On Thursday, the U.S. Board on Geographic Names, the final arbiter of place names, met in Washington, D.C., and unanimously adopted the Howard name. The new name honors Wilson Howard, a black miner who staked claims at the lake in the 1890s.

As the original Howard Lake petitioner, I’m gratified. But while the action erases the racial epithet from topographical maps and trail signs, it doesn’t erase the attitudes that produced and sustained the name “coon” for the last 100-plus years.

Nor does it erase the absurdity that Howard Lake advocates had to endure eight years of bureaucratic inertia before prevailing. More than 200 people signed petitions, wrote letters, testified and lobbied for Howard Lake. More than 50 Washington state legislators from both major parties signed a letter demanding change. Congressional members from both major parties insisted on action. There was national media attention.

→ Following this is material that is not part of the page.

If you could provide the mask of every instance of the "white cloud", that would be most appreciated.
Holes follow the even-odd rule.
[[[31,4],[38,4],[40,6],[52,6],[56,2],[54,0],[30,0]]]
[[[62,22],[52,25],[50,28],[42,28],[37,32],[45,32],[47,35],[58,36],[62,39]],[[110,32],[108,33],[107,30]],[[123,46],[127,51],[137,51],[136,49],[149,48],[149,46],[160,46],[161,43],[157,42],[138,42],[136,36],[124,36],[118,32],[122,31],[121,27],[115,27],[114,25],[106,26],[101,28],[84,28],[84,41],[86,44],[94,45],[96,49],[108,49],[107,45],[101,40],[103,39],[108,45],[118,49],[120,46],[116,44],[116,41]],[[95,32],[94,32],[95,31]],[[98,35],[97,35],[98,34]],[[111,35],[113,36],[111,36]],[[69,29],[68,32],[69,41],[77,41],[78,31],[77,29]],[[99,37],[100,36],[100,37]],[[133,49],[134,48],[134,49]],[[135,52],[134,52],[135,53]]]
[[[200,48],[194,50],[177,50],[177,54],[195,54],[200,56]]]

All that for a simple name change.

I pursued this effort because names matter — they tell stories, impart lessons. So removing a racist name is a good thing. But let’s not conflate ending racist symbols — place names, flags — with the arduous task of rooting out deep and abiding institutional racism in our society today.

Earlier this year, King County advanced plans to build a new, $210 million youth jail. The upbeat designation, “Children and Family Justice Center,” doesn’t mask the reality that my daughters’ brown-skinned classmates have a fivefold greater chance of ending up behind those jail doors than do my own light-skinned daughters.

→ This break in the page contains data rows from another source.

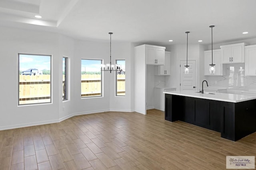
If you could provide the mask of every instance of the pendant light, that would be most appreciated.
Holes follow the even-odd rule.
[[[190,33],[190,32],[186,32],[185,33],[187,34],[187,64],[185,66],[185,71],[184,72],[184,73],[186,74],[189,73],[189,69],[188,68],[189,66],[188,65],[188,33]]]
[[[116,64],[111,64],[111,35],[113,34],[113,33],[108,33],[108,34],[110,35],[110,63],[106,64],[102,64],[100,70],[101,71],[109,71],[111,73],[112,71],[120,71],[121,65]]]
[[[212,64],[209,64],[210,65],[210,68],[209,71],[210,74],[213,74],[215,73],[215,64],[213,63],[213,54],[212,53],[212,28],[214,27],[214,25],[211,25],[210,28],[212,28]]]

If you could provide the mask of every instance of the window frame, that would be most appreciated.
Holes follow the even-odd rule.
[[[63,60],[64,59],[65,59],[64,60]],[[65,69],[64,69],[64,72],[65,72],[65,83],[63,85],[63,86],[62,87],[62,93],[63,92],[63,91],[64,91],[64,87],[65,87],[65,93],[64,94],[64,96],[62,96],[62,101],[66,101],[67,100],[68,100],[68,83],[69,83],[69,79],[68,79],[68,76],[69,75],[69,67],[68,67],[68,64],[69,64],[69,60],[68,60],[68,57],[66,57],[66,56],[63,56],[62,57],[62,76],[63,75],[63,61],[65,61]],[[63,83],[63,78],[62,78],[62,83]],[[65,98],[64,98],[64,96],[65,96]]]
[[[49,99],[50,100],[50,102],[40,102],[40,103],[28,103],[28,104],[20,104],[20,55],[31,55],[31,56],[47,56],[50,57],[50,97]],[[36,53],[18,53],[17,54],[18,56],[18,106],[28,106],[28,105],[38,105],[38,104],[52,104],[52,55],[51,54],[36,54]],[[38,99],[38,100],[39,99]]]
[[[117,64],[117,61],[124,61],[124,65],[125,66],[125,63],[126,63],[126,61],[125,61],[125,59],[116,59],[115,60],[115,64]],[[122,66],[121,65],[121,67]],[[122,68],[122,67],[121,67]],[[115,76],[115,96],[116,97],[125,97],[126,95],[126,89],[125,88],[124,89],[124,91],[125,91],[125,94],[124,95],[118,95],[118,94],[117,93],[118,92],[117,92],[117,73],[118,72],[116,71],[116,73],[115,74],[116,75]],[[125,79],[125,80],[126,80],[126,78]]]
[[[100,64],[99,64],[99,71],[100,72],[100,96],[97,95],[97,96],[82,96],[82,88],[81,89],[80,92],[80,96],[81,97],[81,99],[86,99],[86,98],[101,98],[103,97],[103,72],[101,71],[100,70],[100,66],[103,63],[103,60],[102,59],[88,59],[88,58],[82,58],[81,59],[81,70],[82,72],[82,60],[96,60],[100,61]],[[81,74],[82,75],[82,74]],[[80,82],[81,83],[81,85],[82,86],[82,78],[80,78]]]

This summer we saw a presidential candidate vault to the top of the pack after he launched ignorance-driven attacks on Mexican immigrants in the country without proper documents. He pledged to deport 11 million. Some who support him beat a Latino in Boston, spat on immigrants in Washington, D.C., and shouted “white power!” at a rally in Alabama.

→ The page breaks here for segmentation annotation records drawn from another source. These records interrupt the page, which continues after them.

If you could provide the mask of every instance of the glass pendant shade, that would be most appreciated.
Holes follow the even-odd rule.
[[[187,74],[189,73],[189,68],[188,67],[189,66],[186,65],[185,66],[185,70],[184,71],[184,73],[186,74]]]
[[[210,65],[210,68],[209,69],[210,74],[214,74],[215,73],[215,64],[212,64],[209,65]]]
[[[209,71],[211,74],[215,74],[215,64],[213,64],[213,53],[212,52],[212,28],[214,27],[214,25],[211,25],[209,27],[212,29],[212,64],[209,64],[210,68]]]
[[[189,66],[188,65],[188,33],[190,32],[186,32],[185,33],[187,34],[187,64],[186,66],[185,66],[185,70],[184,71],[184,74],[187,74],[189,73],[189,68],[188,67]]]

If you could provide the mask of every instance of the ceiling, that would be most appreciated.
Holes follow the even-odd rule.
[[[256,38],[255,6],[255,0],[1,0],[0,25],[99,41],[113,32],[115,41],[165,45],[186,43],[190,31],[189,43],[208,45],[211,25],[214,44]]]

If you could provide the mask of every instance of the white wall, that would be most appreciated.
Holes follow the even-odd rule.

Driving home in Seattle’s Rainier Valley last week, I slowed to goggle the police lights and a car that had been pulled over. The driver was a black man. My children looked on. They’d seen this scene many times already in their young lives. I wondered: What conclusions are forming in their minds?

An investigation by ProPublica, an independent, nonprofit newsroom, found that young black men in our country are 21 times more likely than their white counterparts to be shot dead by police.

These are just a few of the harsh reminders of how far we have yet to go before meeting our nation’s loftiest aspiration for equal rights under the law.

I’m glad today that we can celebrate the Howard Lake name. It represents an ever-so-slight bending of the arc of the moral universe toward justice. But beyond the symbolism of the name change, I hope it helps, even in a minuscule way, to pry open the more difficult and urgent conversations about race and bias in our everyday lives.